By HELENA WU, columnist
It’s a cycle as predictable as clockwork. You wake up in the morning, groggy and disoriented. The alarm vibrates near you in an aggravated, staccato drone. But through the haze, one primitive, inexorable impulse beckons persistently: go look in the mirror—now. Every day you automatically obey the command, and you have done so for so long that the mirror check ritual is almost perfunctory. It doesn’t end there, though, not by a long shot. Throughout the day, you most likely will continue to monitor your appearance via any reflective surface you can find. Bathroom mirrors, iPhone cameras, and scientific calculators all become devices to inflate your vanity.
Caring about how you look is completely normal, a habit that is ingrained into our psyche by our culture, in a world of first impressions and flashing glances. After all, it just wouldn’t do to be unkempt; you wouldn’t want people to believe that your personality might be just as unattractive. As with everything else, though, there is an almost indistinctive border between what is worthwhile and what is excessive. If you find yourself longing for a mirror in the middle of class, that might be a sign that your self-worth relies on your physical appearance a little too much. There is a difference between using the mirror and letting it use you. It is incredibly easy to fall into the latter’s trap.
Whenever we consider an item a necessity or repeat a behavior religiously, there is an opportunity to learn about ourselves from examining our actions. What are our internal and external motivations? How are we engaging in the activity, and what benefit are we deriving? Unless you’re spiffing up for a college interview or an event that is equally as momentous, excessively preening in the mirror soon becomes nonproductive. No matter what, a mirror is an external object with no inherent value other than what you see in it. Invest too much in a piece of glass and it becomes a crutch.
There is an easy way to prove how much the mirror matters to you: go without it, for as many days as you can manage. At the end of the first day, you may find yourself instinctively walking into the bathroom, not because nature is calling, but because the mirror is. Even forgoing your cell phone might not be as difficult a task, especially if you use your cell phone camera mainly to check your hair. If you balk at this idea at first glance, it is proof that such an experiment is all the more worth it. We only truly comprehend the importance something holds when it is taken away from us.

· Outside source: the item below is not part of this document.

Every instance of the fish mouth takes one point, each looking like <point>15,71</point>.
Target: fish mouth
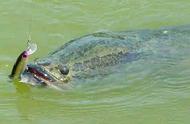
<point>35,75</point>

Chances are that the absence will feel unbearable at first, but you will soon find new perspectives to reward your endurance. There is more room for risk-taking and independence—and yes, even happiness—when grooming yourself is not a priority. There is freedom when you stop holding yourself to such a high, sometimes stress-inducing standard over something ephemeral like appearance—but it is a freedom that not many are willing to explore, whether out of fear or stubbornness.
Can you last one or two days without looking at yourself in a mirror, cell phone camera, or car window? How about five, ten, or eleven? Your self-care doesn’t have to stop; you could primp and prep through your usual routine, but without feedback. This way, there is no affirmation for external attributes; but maybe that’s for the better. Perhaps needing validation for outside appearance is simply a sign that there’s no acceptance of what’s inside.